RIP Александр Исаевич Солженицын
Alexandr Isayevich Solzhenitzyn, Nobel Prize-winning writer, teacher, soldier, and Soviet dissident, has died on August 3, aged 89, in Russia. He is buried in the Donskoi Monastery, Moscow. He was born in Kislovodsk, Russia in 1918. His famous works include One Day in the Life of Ivan Denisovich, based on his time in a labour camp, and The Gulag Archipelago, for which he was exiled in 1974. He went to prison for making negative comments about Stalin in a letter to a friend. He was awarded the Nobel Prize in 1970.
From my library:
Whether you read them for the history or the psychological terror of the times, these are well worth your time.
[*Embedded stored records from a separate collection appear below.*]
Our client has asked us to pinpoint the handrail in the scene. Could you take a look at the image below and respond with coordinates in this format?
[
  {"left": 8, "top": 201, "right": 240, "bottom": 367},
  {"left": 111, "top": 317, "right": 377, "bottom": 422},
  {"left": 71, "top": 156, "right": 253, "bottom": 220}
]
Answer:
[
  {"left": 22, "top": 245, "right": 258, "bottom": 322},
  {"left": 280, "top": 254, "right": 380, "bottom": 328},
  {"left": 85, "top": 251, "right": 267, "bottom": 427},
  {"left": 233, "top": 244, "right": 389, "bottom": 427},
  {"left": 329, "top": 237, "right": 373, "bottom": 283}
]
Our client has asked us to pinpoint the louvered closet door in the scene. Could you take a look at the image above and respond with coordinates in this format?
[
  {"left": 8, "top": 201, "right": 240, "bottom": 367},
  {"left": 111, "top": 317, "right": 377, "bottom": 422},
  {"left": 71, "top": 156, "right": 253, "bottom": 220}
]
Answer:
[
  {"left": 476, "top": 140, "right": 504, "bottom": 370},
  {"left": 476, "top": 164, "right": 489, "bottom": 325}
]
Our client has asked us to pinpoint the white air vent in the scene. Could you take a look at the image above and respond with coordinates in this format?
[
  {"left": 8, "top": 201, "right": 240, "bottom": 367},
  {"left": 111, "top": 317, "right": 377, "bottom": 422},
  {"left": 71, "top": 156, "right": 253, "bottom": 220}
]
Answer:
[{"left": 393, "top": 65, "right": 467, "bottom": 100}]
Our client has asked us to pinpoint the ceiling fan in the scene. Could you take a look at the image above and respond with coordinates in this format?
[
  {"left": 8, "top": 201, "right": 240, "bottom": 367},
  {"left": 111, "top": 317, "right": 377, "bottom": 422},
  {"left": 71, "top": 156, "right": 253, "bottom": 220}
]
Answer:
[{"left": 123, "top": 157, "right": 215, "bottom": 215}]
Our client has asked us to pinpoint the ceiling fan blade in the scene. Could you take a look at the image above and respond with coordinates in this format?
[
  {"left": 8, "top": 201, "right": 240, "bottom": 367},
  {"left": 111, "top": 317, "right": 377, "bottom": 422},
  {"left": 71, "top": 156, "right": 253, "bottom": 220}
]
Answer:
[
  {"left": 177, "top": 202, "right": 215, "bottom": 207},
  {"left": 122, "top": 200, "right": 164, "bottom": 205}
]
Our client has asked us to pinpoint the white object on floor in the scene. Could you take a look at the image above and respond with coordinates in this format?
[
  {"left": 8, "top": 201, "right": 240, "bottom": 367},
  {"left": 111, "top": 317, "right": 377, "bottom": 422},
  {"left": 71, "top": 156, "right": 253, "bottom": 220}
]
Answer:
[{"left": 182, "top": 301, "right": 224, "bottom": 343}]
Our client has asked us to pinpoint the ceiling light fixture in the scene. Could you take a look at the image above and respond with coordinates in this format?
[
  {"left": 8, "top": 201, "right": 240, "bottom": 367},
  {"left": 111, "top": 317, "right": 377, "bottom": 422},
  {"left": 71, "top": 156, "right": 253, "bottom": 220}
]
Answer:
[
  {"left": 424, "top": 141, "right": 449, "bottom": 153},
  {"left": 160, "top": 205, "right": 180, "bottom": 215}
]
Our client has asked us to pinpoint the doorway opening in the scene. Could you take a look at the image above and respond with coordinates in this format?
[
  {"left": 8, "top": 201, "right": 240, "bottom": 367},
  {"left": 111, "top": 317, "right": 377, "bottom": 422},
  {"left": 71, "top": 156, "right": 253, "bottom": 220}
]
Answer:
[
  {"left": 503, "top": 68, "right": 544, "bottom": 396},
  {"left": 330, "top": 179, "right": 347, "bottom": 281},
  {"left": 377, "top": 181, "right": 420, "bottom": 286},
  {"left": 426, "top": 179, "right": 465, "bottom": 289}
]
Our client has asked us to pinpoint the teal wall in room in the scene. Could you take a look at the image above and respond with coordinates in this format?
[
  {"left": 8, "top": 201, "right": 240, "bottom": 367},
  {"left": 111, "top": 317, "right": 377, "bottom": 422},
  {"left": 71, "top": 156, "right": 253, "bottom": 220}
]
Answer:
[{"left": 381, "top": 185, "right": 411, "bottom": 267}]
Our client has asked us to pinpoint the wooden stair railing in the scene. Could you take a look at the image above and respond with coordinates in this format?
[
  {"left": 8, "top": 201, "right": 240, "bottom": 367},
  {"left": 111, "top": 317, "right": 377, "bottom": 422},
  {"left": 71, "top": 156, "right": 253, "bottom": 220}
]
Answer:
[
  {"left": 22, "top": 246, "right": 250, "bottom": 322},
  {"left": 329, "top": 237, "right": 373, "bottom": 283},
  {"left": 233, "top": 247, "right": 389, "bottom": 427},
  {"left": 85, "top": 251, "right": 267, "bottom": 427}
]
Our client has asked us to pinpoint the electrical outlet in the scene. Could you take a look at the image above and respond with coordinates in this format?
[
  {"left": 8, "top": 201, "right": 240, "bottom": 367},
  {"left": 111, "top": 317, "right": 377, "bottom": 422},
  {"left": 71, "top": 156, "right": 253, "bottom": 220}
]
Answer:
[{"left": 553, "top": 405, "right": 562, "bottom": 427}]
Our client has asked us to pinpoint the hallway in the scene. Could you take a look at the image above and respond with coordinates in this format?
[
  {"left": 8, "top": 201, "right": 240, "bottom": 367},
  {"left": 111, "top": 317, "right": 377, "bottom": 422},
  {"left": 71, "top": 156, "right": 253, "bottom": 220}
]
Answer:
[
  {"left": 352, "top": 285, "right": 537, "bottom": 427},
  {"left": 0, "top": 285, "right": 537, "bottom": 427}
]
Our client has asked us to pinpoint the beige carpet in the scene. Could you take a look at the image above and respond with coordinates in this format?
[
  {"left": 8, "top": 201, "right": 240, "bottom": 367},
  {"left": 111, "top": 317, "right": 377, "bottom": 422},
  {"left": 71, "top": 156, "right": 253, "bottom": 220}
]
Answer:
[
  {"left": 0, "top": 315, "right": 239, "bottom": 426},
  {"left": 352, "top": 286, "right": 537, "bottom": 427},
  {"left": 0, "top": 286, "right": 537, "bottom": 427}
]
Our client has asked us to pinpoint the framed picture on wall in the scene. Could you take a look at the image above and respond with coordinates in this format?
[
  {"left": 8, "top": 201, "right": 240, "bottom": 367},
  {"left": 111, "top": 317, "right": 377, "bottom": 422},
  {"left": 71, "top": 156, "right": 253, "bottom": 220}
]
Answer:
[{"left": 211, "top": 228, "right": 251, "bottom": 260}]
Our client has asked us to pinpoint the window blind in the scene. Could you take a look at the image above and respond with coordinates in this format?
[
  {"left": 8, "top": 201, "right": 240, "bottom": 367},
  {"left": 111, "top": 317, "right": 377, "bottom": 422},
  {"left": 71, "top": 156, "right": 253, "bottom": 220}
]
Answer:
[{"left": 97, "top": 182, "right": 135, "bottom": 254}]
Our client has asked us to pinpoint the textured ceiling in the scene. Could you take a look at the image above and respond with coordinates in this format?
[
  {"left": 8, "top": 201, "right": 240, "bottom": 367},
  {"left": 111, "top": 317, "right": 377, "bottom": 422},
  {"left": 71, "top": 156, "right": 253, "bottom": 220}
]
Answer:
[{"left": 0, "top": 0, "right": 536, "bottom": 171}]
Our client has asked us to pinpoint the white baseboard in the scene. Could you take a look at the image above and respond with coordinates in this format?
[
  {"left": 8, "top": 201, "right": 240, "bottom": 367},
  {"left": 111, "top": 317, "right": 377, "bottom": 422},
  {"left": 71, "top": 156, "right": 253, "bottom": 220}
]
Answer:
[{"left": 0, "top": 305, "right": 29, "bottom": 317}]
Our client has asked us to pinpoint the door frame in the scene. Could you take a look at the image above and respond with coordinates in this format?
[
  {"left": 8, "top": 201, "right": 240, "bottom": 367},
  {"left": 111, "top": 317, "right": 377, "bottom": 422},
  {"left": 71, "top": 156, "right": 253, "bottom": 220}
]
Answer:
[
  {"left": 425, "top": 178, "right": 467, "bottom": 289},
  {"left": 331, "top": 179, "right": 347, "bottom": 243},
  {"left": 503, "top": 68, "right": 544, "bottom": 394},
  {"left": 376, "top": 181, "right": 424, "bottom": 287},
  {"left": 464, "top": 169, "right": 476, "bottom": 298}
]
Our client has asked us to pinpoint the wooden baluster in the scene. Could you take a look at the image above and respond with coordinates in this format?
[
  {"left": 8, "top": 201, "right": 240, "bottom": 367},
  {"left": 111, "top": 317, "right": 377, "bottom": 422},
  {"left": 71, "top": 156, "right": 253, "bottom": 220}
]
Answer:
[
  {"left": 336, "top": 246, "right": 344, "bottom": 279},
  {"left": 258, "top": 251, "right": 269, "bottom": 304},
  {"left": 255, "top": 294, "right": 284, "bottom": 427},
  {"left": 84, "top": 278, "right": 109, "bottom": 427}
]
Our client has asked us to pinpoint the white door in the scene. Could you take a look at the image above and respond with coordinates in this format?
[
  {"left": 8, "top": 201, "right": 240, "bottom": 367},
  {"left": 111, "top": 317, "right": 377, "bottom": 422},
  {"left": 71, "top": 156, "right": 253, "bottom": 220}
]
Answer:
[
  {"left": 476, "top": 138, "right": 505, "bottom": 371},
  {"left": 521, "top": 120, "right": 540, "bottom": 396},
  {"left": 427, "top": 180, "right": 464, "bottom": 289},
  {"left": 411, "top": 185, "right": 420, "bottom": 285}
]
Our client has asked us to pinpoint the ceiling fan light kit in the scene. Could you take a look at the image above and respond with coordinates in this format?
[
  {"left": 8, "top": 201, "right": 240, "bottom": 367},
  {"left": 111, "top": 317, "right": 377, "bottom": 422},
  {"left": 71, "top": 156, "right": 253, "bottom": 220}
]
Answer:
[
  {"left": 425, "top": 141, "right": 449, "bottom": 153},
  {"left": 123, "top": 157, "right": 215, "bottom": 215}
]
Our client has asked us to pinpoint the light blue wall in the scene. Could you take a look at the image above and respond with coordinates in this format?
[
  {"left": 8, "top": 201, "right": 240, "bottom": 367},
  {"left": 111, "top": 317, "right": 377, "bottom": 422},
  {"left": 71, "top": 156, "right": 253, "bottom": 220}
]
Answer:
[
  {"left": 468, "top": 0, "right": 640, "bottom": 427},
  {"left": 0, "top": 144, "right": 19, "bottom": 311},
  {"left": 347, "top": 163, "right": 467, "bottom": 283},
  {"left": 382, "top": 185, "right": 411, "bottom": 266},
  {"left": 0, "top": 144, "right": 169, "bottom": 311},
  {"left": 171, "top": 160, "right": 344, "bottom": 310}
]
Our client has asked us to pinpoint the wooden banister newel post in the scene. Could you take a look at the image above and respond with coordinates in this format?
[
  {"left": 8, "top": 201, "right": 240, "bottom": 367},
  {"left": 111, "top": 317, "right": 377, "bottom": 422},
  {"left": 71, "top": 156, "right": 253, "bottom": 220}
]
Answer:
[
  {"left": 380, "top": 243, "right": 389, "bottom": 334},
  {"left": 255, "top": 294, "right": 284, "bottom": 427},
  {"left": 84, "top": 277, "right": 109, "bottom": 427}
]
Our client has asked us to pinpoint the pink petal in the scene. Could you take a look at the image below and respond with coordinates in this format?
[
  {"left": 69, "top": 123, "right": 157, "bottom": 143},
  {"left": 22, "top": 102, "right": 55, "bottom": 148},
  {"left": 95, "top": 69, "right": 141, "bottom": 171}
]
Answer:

He published dozens of books, including fiction, non-fiction, short stories, poetry, essays, reflections, and an autobiography.
A friend at LibraryThing tells me:
"His documentary novel, The First Circle, will be re-released next spring with an additional 6-8 chapters included which were originally censored out by the former USSR. I'm surprised, considering The First Circle's blatant condemnation of the former Soviet gov't (allegorizing the regime as one of Dante's first circles of Hell?) was ever published in the former Soviet Union in the first place; so these half dozen or so re-inserted chapters must be incredibly damning and should make for an even more compelling read. Can't wait till it comes out.